The new revenue estimates released Monday revealed that Kansas would burn through about $380 million in reserves and still need to cut $280 million to balance its current budget for fiscal year 2015, which ends next June 30.
The problem continues in 2016 when revenues are projected to run $436 million short of expenditures, the estimates show. [...]
The new figure raises the prospect of deep cuts in the state budget following controversial income tax cuts that Brownback vigorously defended during his re-election campaign against Democrat Paul Davis. Critics worry that schools, roads and social services will be among the areas cut in coming months.

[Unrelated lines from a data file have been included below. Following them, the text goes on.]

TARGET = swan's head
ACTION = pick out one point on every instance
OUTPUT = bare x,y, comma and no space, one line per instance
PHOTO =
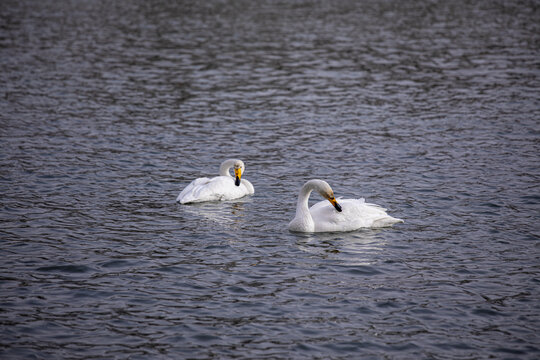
238,171
326,192
330,197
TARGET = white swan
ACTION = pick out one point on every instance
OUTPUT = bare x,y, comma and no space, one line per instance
352,214
222,187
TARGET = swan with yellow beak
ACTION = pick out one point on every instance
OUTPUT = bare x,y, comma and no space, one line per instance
334,216
219,188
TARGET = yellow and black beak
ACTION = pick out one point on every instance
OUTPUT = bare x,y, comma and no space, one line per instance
237,175
334,202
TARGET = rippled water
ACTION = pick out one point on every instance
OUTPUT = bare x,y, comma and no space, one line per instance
108,109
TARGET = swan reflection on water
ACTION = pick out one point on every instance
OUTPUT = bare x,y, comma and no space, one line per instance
222,214
353,248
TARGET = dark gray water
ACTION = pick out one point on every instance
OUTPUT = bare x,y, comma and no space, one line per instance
108,109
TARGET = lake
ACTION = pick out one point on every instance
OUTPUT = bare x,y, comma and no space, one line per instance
108,110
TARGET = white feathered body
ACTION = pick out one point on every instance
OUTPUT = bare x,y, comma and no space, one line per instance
355,214
218,188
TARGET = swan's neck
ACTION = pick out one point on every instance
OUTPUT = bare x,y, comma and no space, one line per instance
224,168
302,208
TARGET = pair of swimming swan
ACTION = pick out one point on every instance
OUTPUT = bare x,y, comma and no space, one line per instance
347,215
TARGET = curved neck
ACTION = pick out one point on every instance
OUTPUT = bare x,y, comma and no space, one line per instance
302,207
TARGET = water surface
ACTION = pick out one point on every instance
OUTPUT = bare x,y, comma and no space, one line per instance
108,110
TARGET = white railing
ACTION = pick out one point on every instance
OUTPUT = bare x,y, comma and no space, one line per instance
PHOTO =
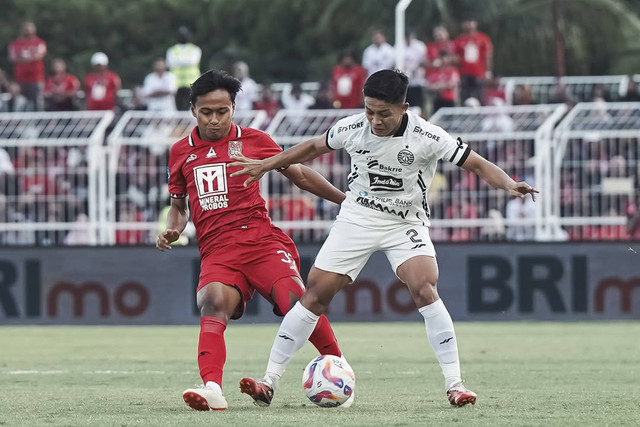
49,176
596,170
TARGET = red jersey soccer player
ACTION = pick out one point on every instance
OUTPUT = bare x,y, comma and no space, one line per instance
240,250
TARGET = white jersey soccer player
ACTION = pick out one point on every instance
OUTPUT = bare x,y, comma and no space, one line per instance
394,154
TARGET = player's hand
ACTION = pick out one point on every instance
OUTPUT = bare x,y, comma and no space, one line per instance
252,167
521,189
164,240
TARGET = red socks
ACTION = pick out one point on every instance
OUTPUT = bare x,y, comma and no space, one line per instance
323,338
212,352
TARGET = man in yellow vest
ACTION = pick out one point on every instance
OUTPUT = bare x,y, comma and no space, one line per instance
183,59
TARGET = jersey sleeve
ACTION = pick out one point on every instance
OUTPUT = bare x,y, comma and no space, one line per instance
177,182
338,134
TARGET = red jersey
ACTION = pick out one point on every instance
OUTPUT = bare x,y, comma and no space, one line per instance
444,75
221,206
31,71
101,90
347,85
473,51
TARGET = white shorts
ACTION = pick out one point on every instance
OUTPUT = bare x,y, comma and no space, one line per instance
349,246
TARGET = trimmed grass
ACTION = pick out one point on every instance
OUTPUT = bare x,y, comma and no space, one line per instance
525,374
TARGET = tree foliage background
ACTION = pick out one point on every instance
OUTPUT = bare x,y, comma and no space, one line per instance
285,40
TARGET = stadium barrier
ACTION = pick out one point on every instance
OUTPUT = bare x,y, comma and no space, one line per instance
482,282
49,166
596,171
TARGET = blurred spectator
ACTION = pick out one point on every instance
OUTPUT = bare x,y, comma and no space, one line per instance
249,92
493,90
16,102
101,85
415,57
324,100
632,94
475,53
441,43
296,99
268,103
27,53
379,55
4,82
522,95
159,88
183,59
443,82
347,82
520,210
61,88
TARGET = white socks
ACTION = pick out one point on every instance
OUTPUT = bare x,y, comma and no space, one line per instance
295,329
442,338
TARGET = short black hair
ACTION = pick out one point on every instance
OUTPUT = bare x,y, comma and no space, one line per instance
213,80
387,85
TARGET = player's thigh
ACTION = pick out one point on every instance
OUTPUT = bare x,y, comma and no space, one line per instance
347,249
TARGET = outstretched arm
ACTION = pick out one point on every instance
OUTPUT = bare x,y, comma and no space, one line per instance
300,153
310,180
176,222
496,177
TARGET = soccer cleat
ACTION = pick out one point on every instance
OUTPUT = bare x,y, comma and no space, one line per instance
459,395
260,392
204,399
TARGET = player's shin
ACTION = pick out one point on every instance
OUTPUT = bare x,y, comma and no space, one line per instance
442,338
212,353
295,329
324,339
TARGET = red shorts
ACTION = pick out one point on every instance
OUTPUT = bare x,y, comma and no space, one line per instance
251,267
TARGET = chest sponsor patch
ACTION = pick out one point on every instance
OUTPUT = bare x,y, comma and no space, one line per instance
384,183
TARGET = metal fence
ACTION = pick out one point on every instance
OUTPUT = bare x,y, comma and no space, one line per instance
48,175
596,171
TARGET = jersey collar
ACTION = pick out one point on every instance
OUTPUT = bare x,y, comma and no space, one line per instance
194,139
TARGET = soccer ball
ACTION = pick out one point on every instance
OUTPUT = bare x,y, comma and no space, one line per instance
328,381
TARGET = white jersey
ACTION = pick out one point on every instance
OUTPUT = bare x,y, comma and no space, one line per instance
390,175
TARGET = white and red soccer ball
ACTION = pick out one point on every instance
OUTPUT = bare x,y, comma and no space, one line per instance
328,381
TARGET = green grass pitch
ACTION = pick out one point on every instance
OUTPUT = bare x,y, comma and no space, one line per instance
525,374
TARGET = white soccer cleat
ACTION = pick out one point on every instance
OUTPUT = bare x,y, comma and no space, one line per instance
204,399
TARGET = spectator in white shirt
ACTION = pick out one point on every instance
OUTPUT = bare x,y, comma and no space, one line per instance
379,55
159,88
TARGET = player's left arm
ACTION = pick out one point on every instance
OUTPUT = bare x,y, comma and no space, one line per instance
310,180
496,177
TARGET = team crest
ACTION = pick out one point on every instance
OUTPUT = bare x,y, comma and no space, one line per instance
405,157
235,148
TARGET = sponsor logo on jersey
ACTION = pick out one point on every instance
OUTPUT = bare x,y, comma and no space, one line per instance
211,183
368,203
426,133
384,183
351,126
405,157
235,148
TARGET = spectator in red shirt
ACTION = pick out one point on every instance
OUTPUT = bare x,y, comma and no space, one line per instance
101,86
347,82
27,53
441,43
443,81
475,53
60,88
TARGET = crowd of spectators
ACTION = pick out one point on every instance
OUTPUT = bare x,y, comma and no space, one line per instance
443,72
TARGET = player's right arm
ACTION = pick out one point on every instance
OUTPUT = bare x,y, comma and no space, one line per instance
176,222
300,153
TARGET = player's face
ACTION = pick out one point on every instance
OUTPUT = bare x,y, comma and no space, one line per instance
385,118
213,111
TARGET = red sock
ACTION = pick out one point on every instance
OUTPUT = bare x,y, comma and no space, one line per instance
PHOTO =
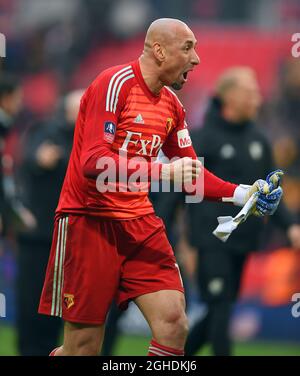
53,351
155,349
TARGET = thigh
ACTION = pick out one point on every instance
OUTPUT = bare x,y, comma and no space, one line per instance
83,270
77,336
152,266
161,306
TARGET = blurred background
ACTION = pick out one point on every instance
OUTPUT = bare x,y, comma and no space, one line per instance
53,51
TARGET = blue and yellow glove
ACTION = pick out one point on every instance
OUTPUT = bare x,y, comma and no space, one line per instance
269,194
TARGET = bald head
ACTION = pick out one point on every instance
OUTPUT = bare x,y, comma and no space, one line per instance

Oh, that. Pay no attention to the catastrophic failure in Kansas after Gov. Brownback's reliance on dynamic scoring plunged the state into a massive budget hole, forcing lawmakers to hastily cut another quarter-billion dollars from already-slashed education and infrastructure funding by June to keep the state from being acquired by Bain Capital and sold for parts.
Republicans are quick to distance themselves from the Kansas experience, claiming that Brownback's mess in no way reflects on the wisdom of low-tax-leads-to-fountain-of-money budgeting.
Ohio Gov. John Kasich will roll out “responsible” tax plans that protect against revenue gaps. Wisconsin Gov. Scott Walker and Arizona’s new Republican governor are delaying big dreams of nixing the income tax as they face budget shortfalls. And Missouri Republicans, once jealous of their neighbor Kansas’ massive cuts, are thankful they trimmed less.
Call it the Brownback effect. [...]
It’s making for an odd dynamic in which some Republicans now proudly say their tax plans will be "incremental" or "evolutionary" instead of "revolutionary."
Yes, much better to slowly starve the government of money. That way, the effects are gradual enough that they can be blamed on a bad economy, and not the economic reality that tax cuts do not pay for themselves. Traditional budget wisdom says that even government on a starvation diet costs money to run and that Job Creators will not rush out and hire more Hard Working Americans the second they have an extra dollar, but we should not be bogged down by such narrow thinking. To free ourselves from the confines of outdated arithmetic, we must believe.
It's shaping up to be a mathemagical year in your new Republicongress. Prepare to be dazzled.